Ava stepped forward, fixing the squirming prisoner with her cold, liquid gray stare, now turned silver in her anger. “Speak now or I’ll slit your throat.”

She lifted her dagger and pressed it against the man’s windpipe for emphasis. “Start talking.”

The man returned her venomous stare, his upper lip curled in disdain. “Femme stupide, Dorian Blake is not a man to be trifled with!” he spat in a voice thick with French accent.

“If you’re smart you’ll let him go and tell the families of those women that they needn’t bother waiting for their return.”

“The women,” said Isabelle’s soft voice from behind her. The queen slid her sword into its sheath, her eyes gleaming with anger as she joined them. “He means to sell them.”

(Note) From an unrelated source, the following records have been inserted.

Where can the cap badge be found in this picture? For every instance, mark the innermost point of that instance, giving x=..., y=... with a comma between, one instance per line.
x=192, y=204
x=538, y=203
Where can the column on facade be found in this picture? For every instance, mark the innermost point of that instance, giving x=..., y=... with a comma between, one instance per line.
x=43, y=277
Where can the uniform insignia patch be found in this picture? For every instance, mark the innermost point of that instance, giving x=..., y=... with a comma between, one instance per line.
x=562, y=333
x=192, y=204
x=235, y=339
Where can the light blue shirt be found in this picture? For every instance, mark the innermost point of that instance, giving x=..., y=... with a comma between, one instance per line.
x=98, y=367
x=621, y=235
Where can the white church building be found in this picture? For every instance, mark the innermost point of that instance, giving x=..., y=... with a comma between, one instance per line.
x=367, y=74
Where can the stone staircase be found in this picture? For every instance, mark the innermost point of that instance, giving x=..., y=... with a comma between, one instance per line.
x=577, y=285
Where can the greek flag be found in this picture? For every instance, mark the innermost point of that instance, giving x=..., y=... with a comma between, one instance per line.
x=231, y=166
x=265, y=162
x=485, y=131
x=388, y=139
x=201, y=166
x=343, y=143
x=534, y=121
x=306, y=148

Ava’s free hand curled into a fist as she turned back to the rat hanging from Nell’s grip.

“Where’s he taking them?”

He shook his head slowly, his jaw set in determination. “Do you think I would suffer his wrath when faced with a group of women pretending to be men? You don’t scare me!”

Ava felt her fingernails biting into her palm as she closed the distance between herself and the prisoner. Nell clamped her hand down painfully on his neck as he moved to pull away. Ava twisted the dagger until she’d pricked his skin. She watched with satisfaction as a drop of blood welled against her dagger and streamed down to his dirty collar. His eyes widened and he went completely still.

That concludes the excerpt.